Ich war bisher immer der Meinung, dass wir vorwiegend intelligente Politiker in Berlin haben, die zudem genügend Geld aus Steuermitteln erhalten, um auch für qualifizierte Mitarbeiter in ihren Abgeordnetenbüros zu sorgen. Aber auch im Büro eines Mitgliedes des Finanzausschusses konnte man mit dem Begriff des „grauen Kapitalmarktes“ nichts anfangen. Da ist man natürlich über die getroffene Entscheidung des Finanzausschusses zum Thema Immobiliencrowdfunding nicht mehr verwundert.

Über Jahre hat die Politik eigentlich versucht, den „grauen Kapitalmarkt“ trocken zu legen, wofür das Kleinanlegerschutzgesetz ein wichtiges Instrument war.

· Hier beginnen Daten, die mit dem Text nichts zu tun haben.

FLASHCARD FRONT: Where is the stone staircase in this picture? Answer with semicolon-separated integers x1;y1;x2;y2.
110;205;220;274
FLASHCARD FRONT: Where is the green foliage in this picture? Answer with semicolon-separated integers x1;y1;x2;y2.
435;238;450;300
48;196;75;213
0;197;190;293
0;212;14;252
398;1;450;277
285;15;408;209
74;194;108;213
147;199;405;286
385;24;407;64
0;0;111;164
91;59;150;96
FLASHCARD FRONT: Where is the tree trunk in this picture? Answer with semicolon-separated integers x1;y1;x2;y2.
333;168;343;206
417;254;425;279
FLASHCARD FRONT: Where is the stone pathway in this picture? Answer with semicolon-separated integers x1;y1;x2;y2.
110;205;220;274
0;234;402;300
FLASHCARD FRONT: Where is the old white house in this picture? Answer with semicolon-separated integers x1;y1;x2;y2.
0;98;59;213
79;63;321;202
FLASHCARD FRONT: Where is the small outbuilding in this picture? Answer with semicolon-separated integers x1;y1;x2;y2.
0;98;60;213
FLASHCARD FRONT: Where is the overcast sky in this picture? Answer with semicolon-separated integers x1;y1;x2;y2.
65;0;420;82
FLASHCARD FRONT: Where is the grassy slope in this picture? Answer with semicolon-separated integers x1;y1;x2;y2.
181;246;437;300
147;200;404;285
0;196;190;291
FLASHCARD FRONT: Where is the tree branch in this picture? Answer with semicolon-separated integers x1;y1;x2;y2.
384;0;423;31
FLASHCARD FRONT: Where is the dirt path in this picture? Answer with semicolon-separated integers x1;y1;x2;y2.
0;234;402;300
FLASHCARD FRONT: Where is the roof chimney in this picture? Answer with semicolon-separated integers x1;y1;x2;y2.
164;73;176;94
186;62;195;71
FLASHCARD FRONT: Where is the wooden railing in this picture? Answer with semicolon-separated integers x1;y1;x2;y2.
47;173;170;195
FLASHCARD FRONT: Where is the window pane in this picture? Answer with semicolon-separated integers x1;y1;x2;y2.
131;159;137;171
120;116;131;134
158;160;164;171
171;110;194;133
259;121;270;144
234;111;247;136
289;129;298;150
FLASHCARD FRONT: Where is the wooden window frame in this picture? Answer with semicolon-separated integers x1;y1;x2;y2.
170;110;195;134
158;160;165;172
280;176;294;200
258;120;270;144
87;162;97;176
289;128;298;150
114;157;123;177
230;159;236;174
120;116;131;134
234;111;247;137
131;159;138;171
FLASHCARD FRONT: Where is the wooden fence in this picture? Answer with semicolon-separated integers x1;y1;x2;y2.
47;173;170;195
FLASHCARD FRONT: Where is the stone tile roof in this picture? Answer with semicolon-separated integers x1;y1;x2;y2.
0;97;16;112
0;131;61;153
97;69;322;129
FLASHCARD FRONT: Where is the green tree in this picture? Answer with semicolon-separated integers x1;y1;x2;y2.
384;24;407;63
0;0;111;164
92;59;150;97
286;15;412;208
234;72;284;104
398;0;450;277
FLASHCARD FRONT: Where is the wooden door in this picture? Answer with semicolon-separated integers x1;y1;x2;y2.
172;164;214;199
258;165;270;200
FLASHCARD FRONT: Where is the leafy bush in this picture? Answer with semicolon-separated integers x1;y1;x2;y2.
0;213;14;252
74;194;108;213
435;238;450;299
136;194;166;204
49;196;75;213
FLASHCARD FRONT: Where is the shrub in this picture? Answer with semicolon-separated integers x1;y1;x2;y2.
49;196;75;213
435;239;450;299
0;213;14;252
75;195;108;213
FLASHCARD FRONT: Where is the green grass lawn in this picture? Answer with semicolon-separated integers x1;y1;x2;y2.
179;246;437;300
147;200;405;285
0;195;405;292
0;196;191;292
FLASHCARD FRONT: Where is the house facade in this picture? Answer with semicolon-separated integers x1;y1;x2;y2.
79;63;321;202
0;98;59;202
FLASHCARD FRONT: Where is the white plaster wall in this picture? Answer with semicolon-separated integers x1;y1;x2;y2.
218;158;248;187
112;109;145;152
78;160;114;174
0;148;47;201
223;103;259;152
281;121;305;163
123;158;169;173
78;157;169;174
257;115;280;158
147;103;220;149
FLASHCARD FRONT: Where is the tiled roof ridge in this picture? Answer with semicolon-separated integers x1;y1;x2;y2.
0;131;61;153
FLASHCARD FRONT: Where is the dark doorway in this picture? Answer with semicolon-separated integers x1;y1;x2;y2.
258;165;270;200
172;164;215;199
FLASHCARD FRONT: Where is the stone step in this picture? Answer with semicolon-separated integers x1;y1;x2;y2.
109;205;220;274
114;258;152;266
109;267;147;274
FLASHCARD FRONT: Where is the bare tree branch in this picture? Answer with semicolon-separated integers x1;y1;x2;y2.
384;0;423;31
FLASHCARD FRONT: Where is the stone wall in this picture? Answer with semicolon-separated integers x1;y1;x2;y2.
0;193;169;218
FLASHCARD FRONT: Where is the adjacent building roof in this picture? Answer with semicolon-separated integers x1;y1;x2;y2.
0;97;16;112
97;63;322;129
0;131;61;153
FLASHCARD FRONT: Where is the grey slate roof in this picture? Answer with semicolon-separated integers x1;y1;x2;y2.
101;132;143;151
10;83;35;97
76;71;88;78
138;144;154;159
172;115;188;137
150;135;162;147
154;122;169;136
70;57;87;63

Nun wissen wir ja alle, dass sich in Deutschland 10.000 betroffene Personen bemühen, ein Gesetz korrekt einzuhalten, aber 100.000 suchen nach Schlupflöchern bzw. Auslegungsmöglichkeiten, um einen Vorteil zu haben bzw. auf angestammte Dinge nicht verzichten zu müssen. In einer Anhörung des Finanzausschusses diskutierte man nun, ob auch das Immobiliencrowdfunding so weiterlaufen soll, welches die Politik übrigens zu keinem Zeitpunkt im Sinn hatte, als sie das Thema Crowdfunding im neuen Kleinanlegerschutzgesetz geregelt hatte.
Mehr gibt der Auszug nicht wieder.